Other recent instances across the country include a Chattanooga Police Department officer be relieved of his duties after being under the influence of alcohol while on the job. A family in El Monte, California is accusing police officers of brutality after a schizophrenic man died after being taken into custody. Attorneys representing the family say police struck the man around 20 times with a flashlight, placed him in a choke hold and shocked him four times with a Taser.
Another case out of Chicago details how police used a Taser on a woman who was eight months pregnant while her two children were in close proximity. Tiffany Rent sued the department after her treatment that stemmed from an argument over a parking ticket.
“Following the brutal Taser gun attack, plaintiff Rent was forcefully taken to the ground and left there while defendants Pippen, Forgue, Smith and the unknown City of Chicago police officers mocked and laughed at plaintiff Rent writhing on the ground in pain. Plaintiff Rent’s children who were with her at the time … were also unreasonably detained and falsely imprisoned by defendants.”
Organizing the unorganized
In May, the Cato Institute, a libertarian think tank, launched a website dedicated to compiling statistics and reports of police misconduct around the United States. A 2010 report, the most recent in the group’s database, showed 6,613 law enforcement officers involved in allegations of misconduct, with 1,575 (23.8 percent) of those pertaining to excessive force.
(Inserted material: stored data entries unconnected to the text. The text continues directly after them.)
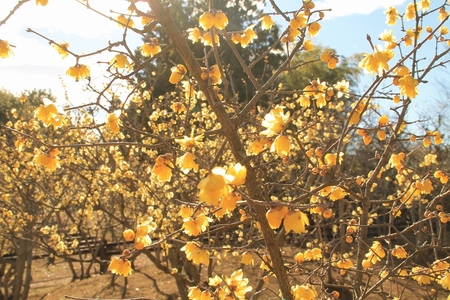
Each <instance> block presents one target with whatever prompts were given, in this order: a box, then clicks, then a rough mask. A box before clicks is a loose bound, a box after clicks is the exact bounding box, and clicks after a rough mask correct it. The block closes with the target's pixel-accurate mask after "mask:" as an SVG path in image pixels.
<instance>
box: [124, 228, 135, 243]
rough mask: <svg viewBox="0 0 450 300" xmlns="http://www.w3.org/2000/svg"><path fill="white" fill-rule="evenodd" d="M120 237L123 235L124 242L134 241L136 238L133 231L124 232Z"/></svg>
mask: <svg viewBox="0 0 450 300" xmlns="http://www.w3.org/2000/svg"><path fill="white" fill-rule="evenodd" d="M122 235H123V238H124V239H125V241H127V242H130V241H132V240H134V238H135V236H136V235H135V233H134V230H133V229H126V230H124V231H123V233H122Z"/></svg>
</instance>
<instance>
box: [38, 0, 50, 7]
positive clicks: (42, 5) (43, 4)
mask: <svg viewBox="0 0 450 300" xmlns="http://www.w3.org/2000/svg"><path fill="white" fill-rule="evenodd" d="M47 3H48V0H36V5H42V6H46V5H47Z"/></svg>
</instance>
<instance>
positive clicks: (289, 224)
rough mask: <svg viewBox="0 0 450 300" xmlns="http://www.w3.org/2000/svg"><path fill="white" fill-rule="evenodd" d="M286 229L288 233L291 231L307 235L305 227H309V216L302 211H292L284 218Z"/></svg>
mask: <svg viewBox="0 0 450 300" xmlns="http://www.w3.org/2000/svg"><path fill="white" fill-rule="evenodd" d="M283 224H284V229H285V230H286V233H289V232H290V231H291V230H292V231H293V232H295V233H306V232H308V230H306V229H305V225H308V226H309V219H308V216H307V215H306V214H305V213H303V212H302V211H300V210H297V209H294V210H290V211H289V212H288V213H287V214H286V216H285V217H284V223H283Z"/></svg>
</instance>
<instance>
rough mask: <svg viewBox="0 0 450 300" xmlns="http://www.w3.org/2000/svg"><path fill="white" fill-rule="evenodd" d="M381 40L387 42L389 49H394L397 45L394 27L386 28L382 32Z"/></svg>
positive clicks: (387, 45) (388, 47) (381, 35)
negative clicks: (393, 30)
mask: <svg viewBox="0 0 450 300" xmlns="http://www.w3.org/2000/svg"><path fill="white" fill-rule="evenodd" d="M380 40H381V41H384V42H385V44H386V48H387V49H394V48H395V47H396V46H397V40H396V38H395V36H394V35H393V31H392V29H390V30H387V29H385V30H384V32H382V33H381V34H380Z"/></svg>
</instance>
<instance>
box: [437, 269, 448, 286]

In comparison, 9.3 percent of the complaints included sexual misconduct and 7.2 percent involved fraud/theft.
As a result of the claims, departments and states were forced to pay out more than $346.5 million for civil-judgments and settlements related to police misconduct.
Cato says the independent study of departments is needed because the few that claim to track complaints and statistics rarely can provide detailed evidence.
“Only a small fraction of the 17,000 law enforcement agencies actually track their own misconduct in a semi-public manner, and even when they do, the data they provide is generic and does not specify what misconduct occurred, who did it, and what the end result was,” the website read.
The National Police Accountability Project (NPAP), an organization created by the National Lawyers Guild, represents clients in cases of alleged police misconduct. A lawyer for the group recently won a federal civil rights lawsuit for the client, Michael O’Brien, who sued the city of Boston for excessive force. O’Brien claimed that an officer with the department hit him and put him in a chokehold while O’Brien was filming another officer on his cell phone. O’Brien claims to now have a brain injury that leads to debilitating headaches and dizziness.
Dennis Kenney, a policing expert at John Jay College of Criminal Justice in New York, said the more incidents that the public catches wind of that involve police misconduct, the less likely they will be to cooperate when questioned by police. He said trust could eventually be undermined when citizens question law enforcement.
“If you think about how policing work works, it’s not technology driven: it’s the ability to get people to tell you what’s going on when it’s going on,” Kenney said in an interview with National Public Radio. “For that to happen, citizens obviously have to be willing to talk to you.”